Despite the efforts of several speech scientists over several decades we are not in a position to build Hal today or in 2001 because human speech has too many variabilities. The human speech production system consists of lungs, trachea, glottis (two lip like ligaments at the upper part of the trachea), velum, oral (mouth) cavity (that includes tongue, jaws, and lips) and nasal cavity. One variability in human speech is due to the differences in these physical organs from one person to the other (which is referred to as inter-speaker variability). The second variability is due to some small changes in these organs depending on the emotional or physical status (having cold, under stress, etc.) of the person (which is referred to as intra-speaker variability).
In order for us to use "speech" as a mode of communication with computers, we first need to understand how human speech communication works. Basically, the human communication system consists of the brain which sends out the control signals to the human speech production system, based on what needs to be conveyed; the human speech production system generates speech signals based on the received control signals; the speech signal is transmitted; the human ears receive these signals and represent speech features in the form of some patterns and send these patterns to the brain.

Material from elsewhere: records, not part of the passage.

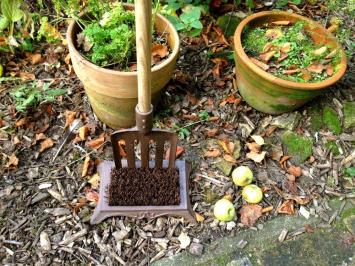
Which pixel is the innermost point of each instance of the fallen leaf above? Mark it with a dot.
(83, 132)
(94, 181)
(159, 50)
(287, 207)
(295, 171)
(253, 146)
(27, 76)
(229, 158)
(184, 239)
(260, 64)
(96, 143)
(21, 122)
(86, 165)
(256, 157)
(225, 145)
(320, 51)
(92, 196)
(258, 139)
(250, 213)
(46, 144)
(265, 57)
(69, 118)
(281, 22)
(12, 162)
(179, 150)
(199, 217)
(212, 153)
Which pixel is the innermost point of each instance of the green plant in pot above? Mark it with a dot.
(102, 48)
(284, 60)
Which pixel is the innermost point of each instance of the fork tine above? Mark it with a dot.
(116, 151)
(172, 156)
(145, 151)
(130, 152)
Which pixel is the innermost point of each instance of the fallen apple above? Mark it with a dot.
(224, 210)
(242, 176)
(252, 194)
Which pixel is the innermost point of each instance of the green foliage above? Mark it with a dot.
(112, 38)
(331, 120)
(27, 96)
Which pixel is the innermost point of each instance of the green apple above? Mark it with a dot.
(252, 194)
(224, 210)
(242, 176)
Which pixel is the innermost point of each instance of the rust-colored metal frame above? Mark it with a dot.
(103, 210)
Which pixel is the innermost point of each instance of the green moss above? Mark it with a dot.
(331, 120)
(349, 114)
(333, 147)
(298, 147)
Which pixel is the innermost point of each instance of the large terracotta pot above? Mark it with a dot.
(268, 93)
(113, 94)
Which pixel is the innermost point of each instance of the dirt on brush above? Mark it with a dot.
(49, 184)
(143, 187)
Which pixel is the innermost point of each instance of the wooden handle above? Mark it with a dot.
(143, 13)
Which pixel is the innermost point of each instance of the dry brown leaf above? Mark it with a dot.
(179, 150)
(86, 165)
(254, 147)
(250, 213)
(281, 22)
(40, 136)
(229, 158)
(212, 153)
(320, 51)
(96, 143)
(12, 162)
(69, 117)
(92, 196)
(159, 50)
(296, 171)
(260, 64)
(225, 145)
(287, 207)
(27, 76)
(256, 157)
(21, 122)
(46, 144)
(94, 181)
(265, 57)
(35, 58)
(83, 132)
(199, 217)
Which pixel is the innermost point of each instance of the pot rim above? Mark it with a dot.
(279, 81)
(167, 61)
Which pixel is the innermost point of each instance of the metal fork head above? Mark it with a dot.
(131, 136)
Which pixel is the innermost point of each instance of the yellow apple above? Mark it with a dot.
(252, 194)
(242, 176)
(224, 210)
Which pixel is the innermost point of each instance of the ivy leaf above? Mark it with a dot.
(11, 10)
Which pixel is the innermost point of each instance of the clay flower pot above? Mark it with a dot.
(268, 93)
(113, 94)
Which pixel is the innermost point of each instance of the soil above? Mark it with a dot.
(144, 187)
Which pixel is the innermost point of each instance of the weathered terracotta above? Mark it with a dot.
(268, 93)
(113, 94)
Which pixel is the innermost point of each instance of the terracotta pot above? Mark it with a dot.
(268, 93)
(113, 94)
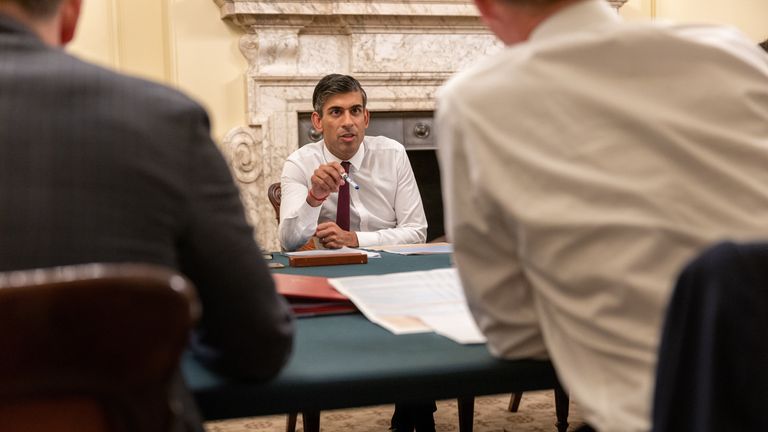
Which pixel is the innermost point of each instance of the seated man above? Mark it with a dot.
(581, 171)
(386, 209)
(111, 168)
(316, 201)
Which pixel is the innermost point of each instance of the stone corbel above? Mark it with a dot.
(243, 150)
(616, 4)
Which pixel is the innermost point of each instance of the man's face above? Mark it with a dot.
(343, 123)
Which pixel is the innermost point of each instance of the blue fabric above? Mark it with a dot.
(713, 360)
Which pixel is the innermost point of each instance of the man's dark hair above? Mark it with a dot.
(332, 85)
(37, 8)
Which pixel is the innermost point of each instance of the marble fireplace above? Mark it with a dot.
(400, 50)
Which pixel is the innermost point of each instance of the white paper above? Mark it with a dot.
(426, 249)
(413, 302)
(458, 327)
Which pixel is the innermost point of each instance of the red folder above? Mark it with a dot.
(312, 295)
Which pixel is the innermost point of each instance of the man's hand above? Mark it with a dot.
(325, 180)
(333, 237)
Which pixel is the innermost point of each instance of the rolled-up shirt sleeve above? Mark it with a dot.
(298, 220)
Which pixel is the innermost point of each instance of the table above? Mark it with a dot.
(346, 361)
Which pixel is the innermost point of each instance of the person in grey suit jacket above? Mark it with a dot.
(96, 166)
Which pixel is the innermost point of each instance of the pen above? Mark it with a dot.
(346, 178)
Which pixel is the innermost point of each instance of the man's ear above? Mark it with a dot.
(69, 14)
(316, 123)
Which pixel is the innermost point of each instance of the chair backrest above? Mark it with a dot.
(712, 372)
(274, 193)
(92, 347)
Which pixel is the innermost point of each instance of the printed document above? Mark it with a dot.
(414, 302)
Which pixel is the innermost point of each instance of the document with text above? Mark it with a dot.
(414, 302)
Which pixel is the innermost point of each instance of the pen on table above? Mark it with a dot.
(352, 183)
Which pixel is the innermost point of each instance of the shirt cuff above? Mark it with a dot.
(367, 239)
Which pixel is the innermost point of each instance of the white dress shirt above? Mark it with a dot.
(581, 170)
(385, 210)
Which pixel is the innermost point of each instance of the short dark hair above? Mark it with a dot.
(333, 84)
(37, 8)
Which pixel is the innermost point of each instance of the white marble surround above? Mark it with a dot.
(400, 50)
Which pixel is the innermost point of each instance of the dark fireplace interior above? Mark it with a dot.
(414, 130)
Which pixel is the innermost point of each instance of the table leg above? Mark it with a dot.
(466, 413)
(561, 408)
(290, 424)
(311, 421)
(514, 401)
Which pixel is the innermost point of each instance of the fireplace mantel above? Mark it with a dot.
(401, 51)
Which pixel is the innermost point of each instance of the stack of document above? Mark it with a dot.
(311, 295)
(414, 302)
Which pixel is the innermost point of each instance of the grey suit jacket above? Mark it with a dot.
(100, 167)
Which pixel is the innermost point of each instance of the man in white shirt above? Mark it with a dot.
(582, 167)
(386, 209)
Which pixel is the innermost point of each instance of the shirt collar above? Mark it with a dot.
(10, 25)
(576, 17)
(356, 161)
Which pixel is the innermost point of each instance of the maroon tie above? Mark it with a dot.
(342, 209)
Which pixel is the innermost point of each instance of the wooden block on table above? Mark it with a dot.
(329, 259)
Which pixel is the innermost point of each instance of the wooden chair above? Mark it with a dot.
(91, 348)
(274, 193)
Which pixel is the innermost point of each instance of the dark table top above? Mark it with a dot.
(346, 361)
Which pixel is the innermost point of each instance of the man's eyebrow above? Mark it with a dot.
(337, 107)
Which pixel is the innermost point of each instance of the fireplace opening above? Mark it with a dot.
(414, 130)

The brain does some kind of pattern matching and uses some understanding mechanism to decode the message that was conveyed; depending on the message the brain sends out control signals to the speech production system of the other person; this process repeats until the end of the communication session.
From the above description it can be seen that the speech communication is not a simple problem even though it appears that we human beings do it so effortlessly. For the communication with a computer using speech, we need to replace a human being by a computer in essence. In the case of a computer the function of the human ear is replaced by some signal processing algorithm which extracts the relevant features from the speech signal and creates some form of patterns. The function of the human brain is replaced by a speech recognition and understanding algorithm, which comprehends what the other person is conveying. The control signals of the human brain take the form of some text, and the function of the human speech production is replaced by a text-to-speech synthesis algorithm.
Research has been conducted in all these areas. This paper focusses on the signal processing aspect of the communication system described above. Mainly, the relevant speech features consists of formant frequencies and pitch period. The formant frequencies relate to variations in the mouth and nasal cavity (depending on the sound that is produced). These two cavities can be considered as a combination of acoustic tubes. Each tube has its own resonant frequency. Formant frequencies correspond to these resonant frequencies. The pitch period corresponds to the glottal closure and opening. The time interval between two glottal closures is defined as pitch period. Each unit of speech sound that is referred to as phoneme/phone has a unique set of these features and can be characterized by these features. The speech recognition algorithms exploit this while recognizing sounds.
Due to the variabilities mentioned earlier, these features need to be represented using some statistical approaches. Statistics alone do not help all the time, however. There is also a need for some signal processing algorithms which are robust to these variabilities. Several signal processing algorithms have been developed. Recently wavelet processing was introduced to the signal processing community. To put it in simple terms, wavelets are a window function which lets you see different parts (small, medium, big) of the signal. In other words, it helps in extracting both locally changing features and globally changing ones. In addition, since the shape of the wavelet can be changed, it can accommodate inter- and intra- speaker variabilities. When the speech signal is transmitted (in air, telephone or any other medium) it is corrupted by noise. The signal processing algorithm that is used to extract features must be capable of removing noise, as well. Since wavelets have different sizes, they have different bandwidths, which helps remove noise that is spread out across the signal. In this paper a special category of wavelets - adaptive wavelets - is used to take care of inter- and intra- speaker variabilities and noise. The relevant speech features are extracted in terms of the wavelet features. They are used both to compress the speech signals and to recognize them. This paper describes these two applications. We have developed a good quality variable bit-rate coder, and a phoneme recognizer. The phoneme recognition rate can be improved when the wavelet features are added.
We hope that all these little steps that scientists take will help in building "Hal" in the near future, if not in 2001!